In this endless journey of self discovery, brain break, heart break , and healing … i confess that i give up..
I give up on being in control , because control is an illusion.. you can never control your life 100%, but this doesn’t mean i am giving in to life.. oh we are still struggling..
Waking up in the middle of the night, for no specific reason to find out i have left the oven knob open.. and in no time i would be dead… after breathing all the gas…
I stopped.. i literally stopped and considered this as a chance given from God.. he woke me up made me walk to the oven.. and check the knobs.. even me in my best OCD self do not do this so randomly..
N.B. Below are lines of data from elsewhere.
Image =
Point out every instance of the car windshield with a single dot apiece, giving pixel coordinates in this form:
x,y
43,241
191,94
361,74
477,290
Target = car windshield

I was torturing myself since the day i can ever remember.. being mean to myself for not being perfect.. like i ever knew What that meant in the first place !
I wanted to be the smartest kid ever, yet i was that smart kid… just A Smart Kid.. not THE KID!
People remembered my face and my name but somehow it never made me feel good … actually i hate it when someone comes close and say.. I remember you… it’s funny.. because all i want is to be remembered but yet it does not bring me joy when it happens.. and that is due to 2 things ( i reached this after too many days of watching movies and drinking midnight diet coke!) no matter who remembers me .. it does not matter because the only one who i want them to remember me .. forgot me. and the second reason is… I actually do not want to be remembered .. as funny as it sounds.. i might be as remembered as just another Jewish follower of Moses who got killed by the pharaoh;s soldiers or that farmer from Uganda who got eaten by a lion.. who gives a damn about me but only one … God.
I am cutting ties and letting loose.. cancelled my future goals plan.. i plan until dinner… that is enough for now.
I have given up the race of make more to feel worthy more.. i no longer care.. i really do not.. does it bother me though yes because my life is still complicated and i still need more money.. so here i am trying to simplify my needs to match my income instead of matching my income to my needs which end up closed up in a closet or flushed down a toilet or spent on someone who does not give a shit about me… really !
If this means de-cluttering my life from stuff… so be it.. even if it meant de-cluttering my life from people.. so be it.